I bought Wall Street Kid for the NES a long ass time ago. Long before I understood the stock market. I was always buying the hot properties and selling them later and never understood why I didn't make money,
 
Mr. E. Yis said:
When I was very young (maybe 7 or 8), I wondered what girls had 'down there' a lot. Though I knew nothing about sex at the time, I did know that it was different than what a boy had, but I wasn't sure what. I assumed it was as cool and weird as what we had. Imagine my extreme disappointment when I opened up a playboy. My words to my friend were something like, "That's IT?? Just a hole??! How stupid is that!" :lol Only later did I find out how awesome it really is.
thats a lie. Playboy shows no pink
 
Alfarif said:
also that it makes you immune to pain. I thought I wouldn't think needles hurt when I got a shot when I got older. Boy was I wrong.
Well you are certainly don't react to it the same. I was at a lab the other day for a blood test and there was a kid about four years old . . . he was screaming his head off the whole time like they were about to kill him. Several of us in the waiting room couldn't help but to break out laughing.

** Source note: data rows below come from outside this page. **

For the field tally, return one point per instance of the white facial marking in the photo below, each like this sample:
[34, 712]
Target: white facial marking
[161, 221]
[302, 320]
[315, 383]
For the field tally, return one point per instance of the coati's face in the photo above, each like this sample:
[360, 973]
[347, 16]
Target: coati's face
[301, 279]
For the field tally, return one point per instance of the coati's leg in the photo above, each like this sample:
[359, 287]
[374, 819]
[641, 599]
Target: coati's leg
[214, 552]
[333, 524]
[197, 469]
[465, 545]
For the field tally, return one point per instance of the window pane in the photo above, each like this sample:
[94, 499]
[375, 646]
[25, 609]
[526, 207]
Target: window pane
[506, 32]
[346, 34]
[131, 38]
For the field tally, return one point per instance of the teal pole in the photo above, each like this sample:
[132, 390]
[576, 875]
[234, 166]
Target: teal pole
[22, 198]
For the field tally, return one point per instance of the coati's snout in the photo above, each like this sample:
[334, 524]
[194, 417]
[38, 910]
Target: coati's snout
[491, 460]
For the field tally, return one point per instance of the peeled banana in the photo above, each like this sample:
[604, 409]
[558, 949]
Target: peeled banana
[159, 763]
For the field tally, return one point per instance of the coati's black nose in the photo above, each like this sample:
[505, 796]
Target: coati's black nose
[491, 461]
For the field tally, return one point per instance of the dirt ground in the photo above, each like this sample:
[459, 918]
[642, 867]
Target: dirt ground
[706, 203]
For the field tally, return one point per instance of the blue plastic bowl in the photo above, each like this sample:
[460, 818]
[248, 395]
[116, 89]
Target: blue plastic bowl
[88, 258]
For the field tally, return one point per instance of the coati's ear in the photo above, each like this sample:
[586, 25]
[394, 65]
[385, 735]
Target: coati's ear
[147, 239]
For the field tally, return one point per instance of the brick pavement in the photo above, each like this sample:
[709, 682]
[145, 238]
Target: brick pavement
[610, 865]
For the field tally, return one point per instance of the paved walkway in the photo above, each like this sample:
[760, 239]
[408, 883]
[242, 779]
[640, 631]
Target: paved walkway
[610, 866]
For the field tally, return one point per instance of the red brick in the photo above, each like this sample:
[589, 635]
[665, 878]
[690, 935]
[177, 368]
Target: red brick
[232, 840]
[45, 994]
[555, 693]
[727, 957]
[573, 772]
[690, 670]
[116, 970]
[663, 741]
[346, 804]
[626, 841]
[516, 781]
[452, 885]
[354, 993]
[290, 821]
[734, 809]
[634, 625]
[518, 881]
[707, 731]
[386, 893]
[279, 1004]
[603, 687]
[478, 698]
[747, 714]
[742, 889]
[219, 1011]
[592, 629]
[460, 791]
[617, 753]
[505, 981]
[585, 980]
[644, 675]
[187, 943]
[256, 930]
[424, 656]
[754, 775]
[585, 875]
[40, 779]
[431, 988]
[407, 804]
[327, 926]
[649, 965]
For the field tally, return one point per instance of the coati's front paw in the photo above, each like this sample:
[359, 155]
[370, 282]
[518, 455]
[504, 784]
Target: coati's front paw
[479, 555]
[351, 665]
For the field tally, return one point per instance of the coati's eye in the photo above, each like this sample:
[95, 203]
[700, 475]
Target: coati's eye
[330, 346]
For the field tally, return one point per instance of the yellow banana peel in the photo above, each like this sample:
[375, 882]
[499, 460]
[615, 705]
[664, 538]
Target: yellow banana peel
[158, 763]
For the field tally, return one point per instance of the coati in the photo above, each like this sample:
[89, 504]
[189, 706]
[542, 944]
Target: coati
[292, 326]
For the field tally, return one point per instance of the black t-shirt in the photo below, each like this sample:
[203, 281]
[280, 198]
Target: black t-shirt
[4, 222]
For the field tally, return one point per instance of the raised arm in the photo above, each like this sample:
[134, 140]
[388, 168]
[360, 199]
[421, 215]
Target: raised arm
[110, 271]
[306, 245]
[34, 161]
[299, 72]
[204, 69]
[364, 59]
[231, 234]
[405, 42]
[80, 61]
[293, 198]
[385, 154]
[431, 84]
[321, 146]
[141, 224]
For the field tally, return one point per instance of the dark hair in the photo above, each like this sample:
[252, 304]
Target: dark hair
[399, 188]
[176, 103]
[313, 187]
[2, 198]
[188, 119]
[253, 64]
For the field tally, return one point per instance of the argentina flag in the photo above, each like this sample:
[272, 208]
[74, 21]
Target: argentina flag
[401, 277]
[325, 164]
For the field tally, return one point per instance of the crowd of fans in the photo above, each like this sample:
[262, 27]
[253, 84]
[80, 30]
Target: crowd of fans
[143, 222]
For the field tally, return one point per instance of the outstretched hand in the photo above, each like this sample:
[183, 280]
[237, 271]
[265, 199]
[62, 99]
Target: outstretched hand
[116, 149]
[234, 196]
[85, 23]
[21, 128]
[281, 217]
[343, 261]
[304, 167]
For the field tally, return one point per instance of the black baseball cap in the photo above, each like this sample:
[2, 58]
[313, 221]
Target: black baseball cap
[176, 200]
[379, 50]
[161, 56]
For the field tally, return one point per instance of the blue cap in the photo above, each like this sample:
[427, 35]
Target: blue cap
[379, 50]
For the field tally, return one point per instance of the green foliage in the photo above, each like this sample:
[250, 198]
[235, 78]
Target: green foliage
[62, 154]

When I got poke, I did say 'ow' and it hurt for second. But it isn't a big deal and it doesn't stop me from donating blood on a regular basis.
 
Night_Trekker said:
I thought having kids was a random occurrence that just happened to some women :lol

Yeah, I believed something like that. And when someone told me "No, a man needs to be involved." but then didn't really explain anything more, I just thought "Well . . . I guess a man needs be involved as a doctor to deliver the baby."
 
speculawyer said:
Yeah, I believed something like that. And when someone told me "No, a man needs to be involved." but then didn't really explain anything more, I just thought "Well . . . I guess a man needs be involved as a doctor to deliver the baby."

:lol :lol
 
The Take Out Bandit said:
It doesn't help that you advertise as BlackAce. :P

IIRC, I was under the impression that the people in television lived there and were tiny people. Probably around the age of 3 or some such.

Probably not the most original, but hey - I was young and stupid. :P

Oh and I used to think I was choking all the time. Better yet, I used to run up to my parents and make them look down my throat with a flashlight to make sure I wasn't choking! :lol

I have learned since then that I am black no matter what my mother looks like :p

I wasn't blackace when I was 7
 
speculawyer said:
Well you are certainly don't react to it the same. I was at a lab the other day for a blood test and there was a kid about four years old . . . he was screaming his head off the whole time like they were about to kill him. Several of us in the waiting room couldn't help but to break out laughing.

When I got poke, I did say 'ow' and it hurt for second. But it isn't a big deal and it doesn't stop me from donating blood on a regular basis.

Yeah. Haha. "Ow" is about all I say now but man did I think I would be invincible as an adult. DAMN! THEY LIED!
 
I thought that people that died in movies were volunteers that actually let themself get killed.

I thought you could not get a tan through a window.